La dirección de la Confederación General del Trabajo (CGT) informó que el 92 por ciento de sus cientos de miles de afiliados acataron el paro total.
“Hemos sido consecuentes y responsables en mantener la paz social”, expresó el secretario general de la CGT, Jorge Sola, en una conferencia de prensa posterior, en la que definió a la reforma laboral como un proyecto que “retrocede 100 años”.
El Frente Sindical Unido (FSU), que integran las dos Centrales de Trabajadores de Argentina, la Unión de Obreros Metalúrgicos, el gremio de los aceiteros y otros sindicatos, optaron por realizar la huelga, aunque también una movilización que repletó la Avenida de Mayo y la Plaza de los Dos Congresos.
Para obtener el quorum necesario a fin de abrir la sala, el oficialismo tuvo que aceptar eliminar el controversial Artículo 44, que estipulaba la eliminación o recorte a las licencias por enfermedad o accidente laboral, considerado un abuso sobre el empleado y su familia.
Empero, quedan otras normativas que los sindicatos rechazan tajantemente como el horario de 12 horas sin pago por tiempo extra, el escalonamiento del salario, el pago en productos (en vez de dinero), el fraccionamiento de las vacaciones en siete días, prohibición a huelgas, se pierde la antigüedad y el derecho a negociar el convenio laboral, entre otras.
Un artículo muy contencioso en el debate que se puede extender hasta el amanecer del viernes es el que establece el Fondo de Asistencia Laboral, con el cual el gobierno pretende financiar los despidos de las empresas con la plata de los jubilados.
Con la fragmentación de la oposición, en particular con legisladores peronista que están votando a favor del ejecutivo, la Casa Rosada aspira que logrará la aprobación de la reforma en la cámara baja.
La propuesta también elimina el estatuto de periodista y del personal administrativo de los medios, lo cual deja sin poder jurídico a los profesionales de la prensa.
Si los diputados sancionan las modificaciones, entonces el proyecto vuelve al Senado para su aprobación final, muy probablemente la semana próxima.
El diputado nacional Máximo Kirchner advirtió que la norma en debate “sólo le da más poder a quien ya lo tiene, y empuja al desamparo a millones de argentinos y argentinas”.
Martín Lousteau, legislador de Provincias Unidas, sostuvo que “Argentina necesita una reforma laboral pero no es ésta”, y lamentó que mientras se dice que «no hay plata» para mejorar las jubilaciones, sí haya plata para subsidiar despidos».
En su intervención ante el plenario, el legislador del Frente de Izquierda Néstor Pitrola desmintió hoy que existan “problemas de costos laborales” en el país, como afirma el gobierno.
“El problema son las tasas de interés, la desinversión, la fuga de capitales, la especulación financiera, el vaciamiento de empresas, los impuestos que van al pago de una deuda ilegitima y usuraria.
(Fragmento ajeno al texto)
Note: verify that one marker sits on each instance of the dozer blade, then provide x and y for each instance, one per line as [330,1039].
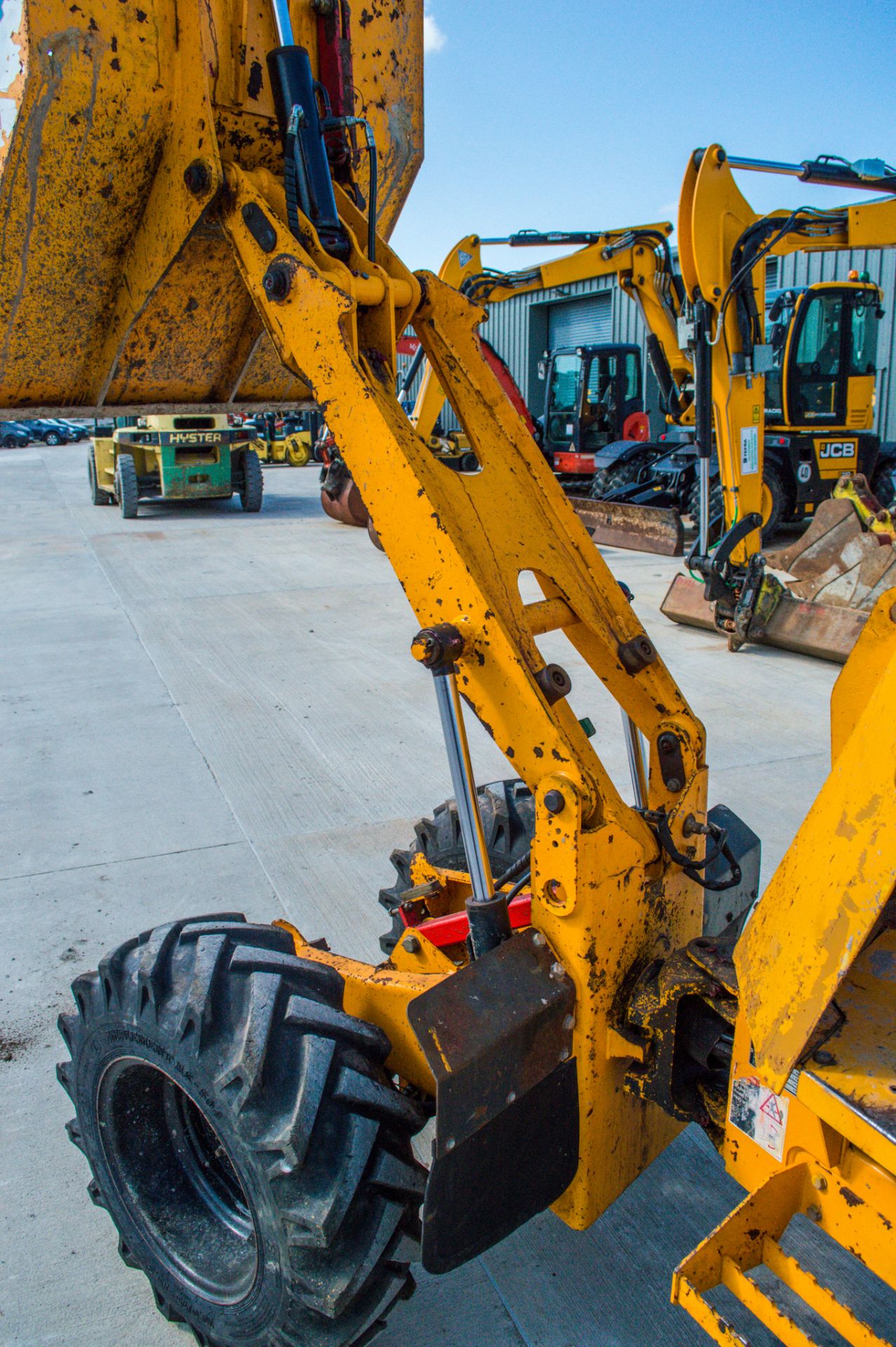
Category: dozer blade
[818,629]
[642,528]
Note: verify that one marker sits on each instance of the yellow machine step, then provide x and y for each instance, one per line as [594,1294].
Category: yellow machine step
[850,1086]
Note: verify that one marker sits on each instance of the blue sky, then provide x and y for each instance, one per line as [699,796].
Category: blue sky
[581,114]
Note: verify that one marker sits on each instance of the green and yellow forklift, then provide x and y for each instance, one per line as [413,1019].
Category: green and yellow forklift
[173,458]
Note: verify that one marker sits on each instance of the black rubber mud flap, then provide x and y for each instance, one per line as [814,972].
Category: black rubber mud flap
[499,1039]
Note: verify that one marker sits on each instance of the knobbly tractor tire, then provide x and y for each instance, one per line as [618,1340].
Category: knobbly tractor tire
[253,484]
[508,822]
[244,1136]
[126,487]
[98,496]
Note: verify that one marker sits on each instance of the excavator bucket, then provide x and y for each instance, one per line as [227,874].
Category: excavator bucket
[831,578]
[119,287]
[641,528]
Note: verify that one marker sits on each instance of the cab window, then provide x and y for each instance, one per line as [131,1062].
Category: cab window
[601,383]
[820,356]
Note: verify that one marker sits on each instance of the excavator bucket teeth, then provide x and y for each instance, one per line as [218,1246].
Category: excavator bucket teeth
[833,575]
[642,528]
[818,629]
[837,562]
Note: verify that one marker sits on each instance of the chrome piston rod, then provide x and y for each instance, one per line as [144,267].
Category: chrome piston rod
[464,783]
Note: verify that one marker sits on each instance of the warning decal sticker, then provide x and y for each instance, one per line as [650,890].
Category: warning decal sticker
[761,1114]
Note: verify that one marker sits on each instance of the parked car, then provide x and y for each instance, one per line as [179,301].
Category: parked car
[13,436]
[48,431]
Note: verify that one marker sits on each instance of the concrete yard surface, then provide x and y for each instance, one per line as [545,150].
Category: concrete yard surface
[209,710]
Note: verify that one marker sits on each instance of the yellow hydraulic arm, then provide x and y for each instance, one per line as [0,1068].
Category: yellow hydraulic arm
[723,248]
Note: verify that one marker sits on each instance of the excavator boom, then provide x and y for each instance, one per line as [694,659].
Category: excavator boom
[231,247]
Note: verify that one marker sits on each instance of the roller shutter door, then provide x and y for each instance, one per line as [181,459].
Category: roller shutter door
[581,322]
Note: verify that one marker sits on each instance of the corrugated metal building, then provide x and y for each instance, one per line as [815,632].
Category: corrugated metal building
[523,328]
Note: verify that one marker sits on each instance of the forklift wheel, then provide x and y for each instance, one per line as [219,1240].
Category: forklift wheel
[508,821]
[243,1134]
[253,488]
[98,496]
[126,487]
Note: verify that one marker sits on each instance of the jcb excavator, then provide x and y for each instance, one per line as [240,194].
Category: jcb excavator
[822,386]
[246,1101]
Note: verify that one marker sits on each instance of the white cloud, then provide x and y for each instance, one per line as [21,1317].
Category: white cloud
[433,36]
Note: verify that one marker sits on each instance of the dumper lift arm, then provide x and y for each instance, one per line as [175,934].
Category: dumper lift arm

Esos son los problemas, no el costo laboral. Es una burrada y por eso van a fracasar”, vaticinó.
La huelga general que se sintió en todo el país paralizó puertos, el transporte ferroviario y el servicio subterráneo, la gran mayoría de líneas de ómnibus, más de 255 vuelos fueron cancelados, fábricas y oficinas estuvieron cerradas, aunque abrieron tiendas y comercios, no todos, pues no están afiliados a sindicatos.
El jefe de Gabinete, Manuel Adorni, calificó el paro general de “extorsivo” y criticó a los sindicalistas, a quienes acusó de buscar “hacerle daño a la Argentina”.
Aunque en general la manifestación llevada a cabo por el FSU transcurrió de manera pacífica, hubo brotes de violencia en las cercanías del Congreso al caer la tarde cuando ya la movilización se había desconcentrado.
Fuerzas policiales arremetieron contra pequeños grupos de manifestantes quienes les lanzaron piedras, y hubo enfrentamientos en la mañana cuando los efectivos bloquearon el Puente Pueyrredón y otras rutas hacia la capital para impedir que más manifestantes se sumaran a la protesta.
Citando al Sistema de Atención Médica de Emergencias, la agencia Noticias Argentinas reportó que hubo seis heridos, tres mujeres e igual cifra de hombres. A su vez, por las redes se está convocando a la ciudadanía a realizar “ruidazos” en varios puntos de Buenos Aires, en esta y próximas noches.